Bone marrow derived MSCs suppress immune responses and are anti-inflammatory, although their mode of immunosuppressive function remains largely unconfirmed. In tissue, MSCs reside in niches wrapped around endothelial cells lining capillary and venule walls. Their function is not constitutive or fixed, but the result of micro-environmental cross-talk. With reciprocal communication, MSCs and immune cells regulate each other’s immunomodulatory and antimicrobial properties, self-renewal and differentiation during tissue repair.
We were the first to report that adoptive transfer of MSCs ameliorates treatment-resistant acute graft-versus-host disease (GvHD), a potential life-threatening condition after allogeneic hematopoietic stem cell transplantation (aHSCT). Treatment with MSCs is now approved, or near regulatory approval, in countries, including Japan, Canada and the US. In contrast, MSC treatment of chronic GvHD has been less studied and is currently one of our main research areas. We believe the MSC can shift the patient’s immune system towards a more tolerogenic profile and thereby reducing the symptoms and increasing the quality of life.
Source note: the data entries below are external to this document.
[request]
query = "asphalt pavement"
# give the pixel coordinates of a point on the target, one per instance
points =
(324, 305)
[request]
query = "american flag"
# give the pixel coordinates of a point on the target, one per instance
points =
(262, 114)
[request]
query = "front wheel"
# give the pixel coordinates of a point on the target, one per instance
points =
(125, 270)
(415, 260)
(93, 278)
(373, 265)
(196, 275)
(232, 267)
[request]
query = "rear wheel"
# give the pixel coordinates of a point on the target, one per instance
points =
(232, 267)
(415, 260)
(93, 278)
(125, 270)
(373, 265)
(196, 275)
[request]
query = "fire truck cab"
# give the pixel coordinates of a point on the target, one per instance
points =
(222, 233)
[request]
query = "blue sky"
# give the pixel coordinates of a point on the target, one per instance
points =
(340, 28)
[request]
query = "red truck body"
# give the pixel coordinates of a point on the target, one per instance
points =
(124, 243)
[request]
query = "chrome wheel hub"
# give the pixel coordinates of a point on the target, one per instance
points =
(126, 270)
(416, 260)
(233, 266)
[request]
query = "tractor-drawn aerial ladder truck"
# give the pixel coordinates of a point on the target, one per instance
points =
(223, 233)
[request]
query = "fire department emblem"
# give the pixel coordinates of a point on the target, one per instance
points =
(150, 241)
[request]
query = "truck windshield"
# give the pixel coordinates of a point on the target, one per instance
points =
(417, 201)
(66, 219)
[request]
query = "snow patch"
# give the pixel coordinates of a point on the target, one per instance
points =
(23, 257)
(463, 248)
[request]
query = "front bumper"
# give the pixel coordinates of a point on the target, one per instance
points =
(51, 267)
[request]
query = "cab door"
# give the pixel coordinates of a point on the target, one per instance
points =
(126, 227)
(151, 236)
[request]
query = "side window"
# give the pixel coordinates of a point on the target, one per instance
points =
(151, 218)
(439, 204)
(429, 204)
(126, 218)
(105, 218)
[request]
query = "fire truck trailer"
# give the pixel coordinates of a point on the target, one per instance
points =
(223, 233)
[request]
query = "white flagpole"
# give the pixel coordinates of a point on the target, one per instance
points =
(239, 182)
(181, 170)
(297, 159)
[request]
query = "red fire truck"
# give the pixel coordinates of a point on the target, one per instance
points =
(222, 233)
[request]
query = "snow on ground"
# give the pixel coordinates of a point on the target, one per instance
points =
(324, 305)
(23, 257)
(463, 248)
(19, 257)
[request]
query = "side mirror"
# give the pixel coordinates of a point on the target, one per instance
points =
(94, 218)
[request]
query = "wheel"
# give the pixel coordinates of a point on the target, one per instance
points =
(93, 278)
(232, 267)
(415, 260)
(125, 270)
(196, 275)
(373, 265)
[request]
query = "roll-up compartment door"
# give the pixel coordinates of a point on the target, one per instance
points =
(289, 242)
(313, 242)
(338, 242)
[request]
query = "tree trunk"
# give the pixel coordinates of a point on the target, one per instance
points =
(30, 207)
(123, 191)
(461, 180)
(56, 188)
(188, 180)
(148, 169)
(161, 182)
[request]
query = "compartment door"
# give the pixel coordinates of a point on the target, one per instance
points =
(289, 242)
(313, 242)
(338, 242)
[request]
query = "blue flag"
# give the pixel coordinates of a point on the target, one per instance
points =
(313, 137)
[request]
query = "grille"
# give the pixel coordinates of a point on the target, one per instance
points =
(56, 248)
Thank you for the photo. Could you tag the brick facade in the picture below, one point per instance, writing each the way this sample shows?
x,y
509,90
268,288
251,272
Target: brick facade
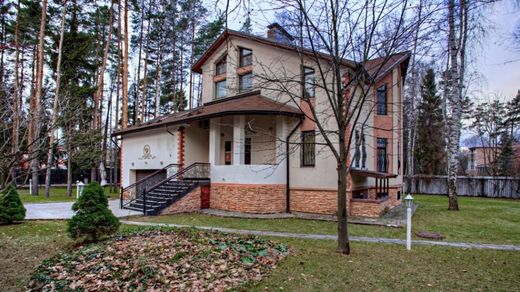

In addition to classical GvHD symptoms, chronic fatigue and cognitive dysfunction represent factors of significant morbidity for aHSCT patients. We have recently reported the first battery of neuropsychological tests with the ability to qualitatively and quantitatively evaluate both persistent fatigue and cognitive function after aHSCT. Ongoing clinical studies will further help us to characterize this condition and find possible therapies.
The clinical-grade MSC-product that we have developed since 2003 have been used in several clinical trials for indications such as GvHD, type 1 diabetes, regeneration of vocal fold scarring and multiple sclerosis. The last years we have implemented full GMP in production of the cell products, a requirement since the MSC was classified as ATMP (Advanced Therapeutic Medicinal Products). We are now working on initiating new clinical trials.